Wederom spelen de doorkijkarresten op hoog niveau een centrale rol in de vrijstellingsbepalingen van de overdrachtsbelasting. Ditmaal past A-G Wattel de doorkijkbenadering toe op de bedrijfsopvolgingsvrijstelling. Aad Rozendal is blij met deze conclusie. De vastgoedfiscalist kan zich nauwelijks voorstellen dat de Hoge Raad nog anders oordeelt nu het belangrijkste tegenargument eenvoudig te weerleggen is.

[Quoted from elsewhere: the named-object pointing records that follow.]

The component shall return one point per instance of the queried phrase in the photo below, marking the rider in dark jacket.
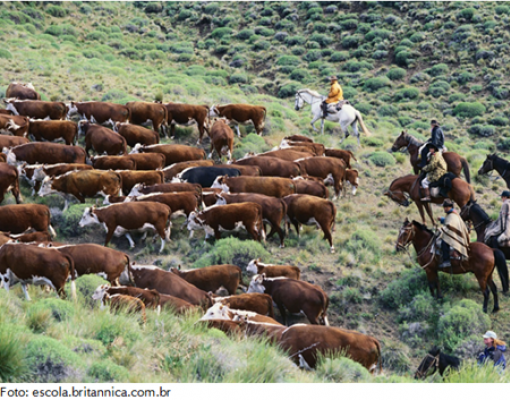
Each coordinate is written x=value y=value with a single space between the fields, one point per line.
x=437 y=139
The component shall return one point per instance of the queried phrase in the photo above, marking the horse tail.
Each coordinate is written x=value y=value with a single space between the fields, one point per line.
x=465 y=168
x=362 y=124
x=500 y=261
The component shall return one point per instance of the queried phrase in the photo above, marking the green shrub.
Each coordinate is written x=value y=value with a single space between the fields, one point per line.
x=469 y=110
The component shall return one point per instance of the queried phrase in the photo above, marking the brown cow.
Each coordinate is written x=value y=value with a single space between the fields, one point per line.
x=99 y=112
x=295 y=296
x=37 y=265
x=37 y=109
x=101 y=139
x=274 y=209
x=46 y=153
x=222 y=139
x=22 y=91
x=124 y=217
x=174 y=153
x=311 y=210
x=142 y=112
x=187 y=114
x=256 y=302
x=16 y=125
x=9 y=181
x=276 y=187
x=305 y=343
x=131 y=178
x=273 y=270
x=271 y=166
x=82 y=184
x=21 y=217
x=241 y=114
x=324 y=167
x=54 y=130
x=345 y=155
x=229 y=217
x=213 y=277
x=135 y=134
x=151 y=277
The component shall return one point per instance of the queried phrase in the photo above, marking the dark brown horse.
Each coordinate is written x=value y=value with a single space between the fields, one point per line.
x=481 y=260
x=494 y=162
x=401 y=189
x=455 y=162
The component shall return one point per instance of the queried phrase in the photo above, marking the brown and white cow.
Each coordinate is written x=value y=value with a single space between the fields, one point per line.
x=45 y=153
x=18 y=218
x=99 y=112
x=135 y=134
x=95 y=259
x=310 y=210
x=16 y=125
x=151 y=277
x=241 y=114
x=37 y=109
x=82 y=184
x=305 y=343
x=213 y=277
x=174 y=153
x=228 y=218
x=101 y=139
x=276 y=187
x=142 y=112
x=325 y=167
x=9 y=181
x=131 y=178
x=296 y=297
x=22 y=91
x=274 y=209
x=222 y=139
x=187 y=114
x=54 y=130
x=119 y=219
x=36 y=265
x=273 y=270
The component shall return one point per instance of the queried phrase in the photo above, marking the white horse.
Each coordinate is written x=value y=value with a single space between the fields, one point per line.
x=348 y=115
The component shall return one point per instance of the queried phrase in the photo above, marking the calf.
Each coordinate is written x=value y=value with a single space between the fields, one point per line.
x=274 y=209
x=311 y=210
x=294 y=296
x=213 y=277
x=36 y=265
x=173 y=153
x=276 y=187
x=273 y=270
x=305 y=343
x=241 y=114
x=101 y=139
x=121 y=218
x=222 y=139
x=135 y=134
x=19 y=218
x=227 y=218
x=82 y=184
x=54 y=130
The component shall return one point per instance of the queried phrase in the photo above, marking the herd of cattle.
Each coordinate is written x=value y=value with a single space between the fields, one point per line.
x=145 y=189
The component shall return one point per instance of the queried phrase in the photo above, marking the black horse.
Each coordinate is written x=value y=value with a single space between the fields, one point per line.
x=436 y=360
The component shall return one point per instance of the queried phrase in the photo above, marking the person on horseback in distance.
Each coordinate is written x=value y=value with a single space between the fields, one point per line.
x=335 y=95
x=436 y=138
x=453 y=234
x=435 y=170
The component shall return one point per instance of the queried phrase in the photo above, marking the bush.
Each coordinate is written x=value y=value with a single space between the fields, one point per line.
x=469 y=110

Bedrijfsopvolgingsvrijstelling

De conclusie van de A-G ziet op een zaak waarbij een zoon via schenking alle aandelen in een onroerendezaaklichaam (art. 4 WBR) van zijn moeder verkrijgt. Volgens de A-G is op deze verkrijging de bedrijfsopvolgingsvrijstelling in de overdrachtsbelasting van toepassing. Dit volgt uit de doorkijkarresten in combinatie met het feit dat het artikel 4-lichaam in kwestie een materiële onderneming uitoefent.

Doorkijkbenadering

Strekking van de doorkijkarresten uit 2007 en 2011 is dat een indirecte verkrijging van onroerende zaken door middel van aandelen in een onroerendezaaklichaam niet ongunstiger mag worden behandeld dan de directe verkrijging van de onroerende zaken. "Met andere woorden: een voor de overdrachtsbelasting gelijke behandeling van zowel een directe als indirecte verkrijging van vastgoed," benadrukt Rozendal (verbonden aan FBN Juristen, RSM Netherlands Belastingadviseurs en de Universiteit van Amsterdam). Hij kan zich helemaal vinden in de 'goed en gedegen opgebouwde' conclusie A-G Wattel. "Dat de A-G de doorkijkarresten toepasbaar verklaart op de vrijstelling voor verkrijging van vastgoed in een onderneming door bepaalde familieleden is logisch en terecht.”

“Alhoewel het doorkijkarrest uit 2007 zag op de monumentenvrijstelling en het doorkijkarrest uit 2011 op de samenloopvrijstelling (omzetbelasting/overdrachtsbelasting) zie ik net als de A-G geen enkele reden waarom de voorgeschreven doorkijkbenadering niet zou gelden voor de bedrijfsopvolgingsvrijstelling,” aldus Rozendal. “Mits het vastgoed kwalificeert als een onderneming hoort er een gelijke behandeling te zijn tussen een 'stenentransactie en een aandelentransactie'. Kijk je door de vennootschap heen, dan krijg je immers alsnog de stenen (het vastgoed dat deel uitmaakt van de onderneming) geleverd.”

Weerlegbaar tegenargument

Het argument van de staatssecretaris dat er geen IB-onderneming overgaat en een aandelenbezit daarmee niet kan worden gelijkgesteld, wordt door de A-G weerlegd. Uit de wetsgeschiedenis valt niet op te maken dat de verkrijger voor de bedrijfsopvolgingsvrijstelling een IB-onderneming moet verkrijgen. Dat de staatssecretaris deze opvatting veel later wel is toegedaan, is niet van een bijzondere betekenis.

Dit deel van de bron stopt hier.